Wednesday, April 04, 2007

Carry On My Wayward Son

Clark/Jonathan futurefic (spoilers for "Void")
Rating: PG
Disclaimer: These characters belong to the CW and DC Comics, not to me.
The music is "Carry On Wayward Son," by Kansas

Carry on my wayward son,
For there'll be peace when you are done
Lay your weary head to rest
Now don't you cry no more


"You've got to keep the whole world safe. This is your destiny, son. You are going to touch the lives of so many people. Not just as a man, but as a symbol. You're a symbol of peace. You're a symbol of justice."

Clark Kent had never forgotten those words. Injected by a kryptonite-infused potion that made him die, if only for a few moments, he'd found himself in the afterlife. At least he thought it was the afterlife, although the afterlife bore a strong resemblance to the place where he spent a lot of his time, the old barn on the Kent farm. He stood there, blinking in confusion and wondering what the hell was going on. And then the big doors had slid aside, revealing a blinding white light.

A figure had stepped out of the light. Clark had squinted... and realized it was Jonathan Kent.

Jonathan was his adoptive father, who'd taken in an alien toddler whose spaceship had crash-landed on Earth, the man who'd loved him unconditionally, no matter what strange abilities he developed or how badly he behaved. Clark had loved Jonathan with all his heart, and when Jonathan had died a few months before, he'd been crushed-- and guilty. The terrible choices he'd made had led directly to Jonathan's death, and he'd been wretchedly, painfully conscious of that fact.

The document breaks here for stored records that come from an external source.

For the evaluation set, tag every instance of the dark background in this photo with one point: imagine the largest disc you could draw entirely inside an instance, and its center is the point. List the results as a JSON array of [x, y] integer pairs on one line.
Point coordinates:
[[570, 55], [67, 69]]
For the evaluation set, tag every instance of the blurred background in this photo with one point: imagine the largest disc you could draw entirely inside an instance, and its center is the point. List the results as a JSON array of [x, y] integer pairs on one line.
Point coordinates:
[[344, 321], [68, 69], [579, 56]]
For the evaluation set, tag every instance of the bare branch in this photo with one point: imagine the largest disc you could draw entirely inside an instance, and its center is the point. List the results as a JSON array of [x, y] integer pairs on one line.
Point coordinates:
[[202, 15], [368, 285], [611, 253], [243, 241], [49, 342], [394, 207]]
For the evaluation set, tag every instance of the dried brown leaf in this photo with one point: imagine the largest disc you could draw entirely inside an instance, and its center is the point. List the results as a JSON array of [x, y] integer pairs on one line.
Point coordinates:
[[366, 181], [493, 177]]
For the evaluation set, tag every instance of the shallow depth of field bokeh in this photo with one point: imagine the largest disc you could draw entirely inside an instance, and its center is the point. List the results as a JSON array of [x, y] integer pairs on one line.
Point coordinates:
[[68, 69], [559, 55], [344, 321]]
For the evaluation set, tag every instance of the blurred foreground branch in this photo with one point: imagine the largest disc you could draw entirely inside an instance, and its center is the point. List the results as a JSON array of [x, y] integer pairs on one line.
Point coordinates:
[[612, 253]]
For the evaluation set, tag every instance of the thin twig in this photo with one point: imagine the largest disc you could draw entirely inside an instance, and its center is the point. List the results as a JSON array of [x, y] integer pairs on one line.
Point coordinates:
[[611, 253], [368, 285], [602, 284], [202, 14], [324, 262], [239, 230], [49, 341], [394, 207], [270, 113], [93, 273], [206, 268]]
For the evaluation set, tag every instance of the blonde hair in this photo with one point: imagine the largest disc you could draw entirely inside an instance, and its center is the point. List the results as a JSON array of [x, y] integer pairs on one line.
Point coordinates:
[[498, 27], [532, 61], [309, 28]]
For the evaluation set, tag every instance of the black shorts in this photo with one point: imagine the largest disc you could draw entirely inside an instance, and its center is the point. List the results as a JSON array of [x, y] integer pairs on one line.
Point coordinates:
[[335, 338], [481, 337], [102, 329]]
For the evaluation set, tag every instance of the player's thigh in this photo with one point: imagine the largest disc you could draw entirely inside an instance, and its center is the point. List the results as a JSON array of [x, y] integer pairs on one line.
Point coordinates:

But Jonathan had walked out of the light and quickly reassured him and hugged him, then gone on to tell him that he had a great destiny. Clark found it hard to believe that someone who'd screwed up as much as he had could possibly have a great destiny. He found it difficult to believe that he could do any good in the world at all. But Jonathan seemed utterly confident.

Part of Clark wanted to stay here-- wherever here really was-- with Jonathan, forever. But Jonathan gazed into his eyes and smiled, as if he could see Clark's innermost thoughts, and spoke with gentle firmness.

"And now... it's time for you to go."

Clark had found himself pulled back to reality despite his efforts to resist. He'd ached with fresh grief, but he was somewhat comforted by Jonathan's words. It was reassuring to know that despite everything he'd done wrong, his father believed he had a great destiny.

Clark thought of Jonathan's words, every single day. He wasn't sure what his great destiny could possibly be, but if Jonathan said he had a destiny... then he had a destiny.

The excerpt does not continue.